There are many books that talk about the fascinating theme of Greek and Roman Mythology, we made a general survey and below we quote the best books, especially for young people, check it out.
The Origin of the World According to Norse Mythology
How was the Origin of the World According to Norse Mythology? Creation is a very relevant Theme and many civilizations, religions (and science) try to explain it, but until today, nothing concrete, check it out.
Creation in Nordic Mythology:
First there was Chaos, which was the Nothing of the World, and that was all there was to it. Neither Heaven nor Sea nor Earth, none of it was. Only three realms coexisted: the Ginnungagap (the Great Void), primitive and void abyss, situated between Musspell (also called Muspelheim) - the Fire Realm - and Niflheim (the Misty Land), land of darkness and icy mists. For many eons it went on, until the mists slowly rose from the depths of the Niflhein and formed in the ghastly abyss of Ginnungagap a gigantic block of ice.
Ymir, the primitive creature:
From the abominably torrid heights of the Musspell, hot air descended, and this meeting of the descending heat and the cold rising from Niflheim began to cause the immense block of ice to melt.
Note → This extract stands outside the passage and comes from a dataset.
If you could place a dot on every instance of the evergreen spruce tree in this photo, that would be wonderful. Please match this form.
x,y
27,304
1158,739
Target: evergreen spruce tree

After a few thousand more eons - since time, then, was not measured by the very brief years of our busy calendars, the ice was melting and dripping and leaving a glimpse, once icy solution and thick white cover, a form of a giant.
Ymir was her name, and because she was a primitive creature, endowed only with instincts, Manichaeism immediately named her bad (Manichaeism: explanations of reality in naming good and bad). Ymir slept through all these ages, while the ice that covered him slowly melted, drop by drop, until, under the effect of Musspell's scorching heat, which never ceased to descend from the heights, he began to sweat.
The sweat that flowed copiously from his body thus joined the ice water that flowed from his mighty limbs, and this life-giving sweat gave rise to the first living beings. From under his arm a couple of giants appeared and from the union of their legs another being of the same species, called Thrudgelmir, came into the world. These three giants were the first creatures, which arose from Ymir; later, Thrudgelmir would spawn Bergelmir, who would give rise to all the offspring of the giants.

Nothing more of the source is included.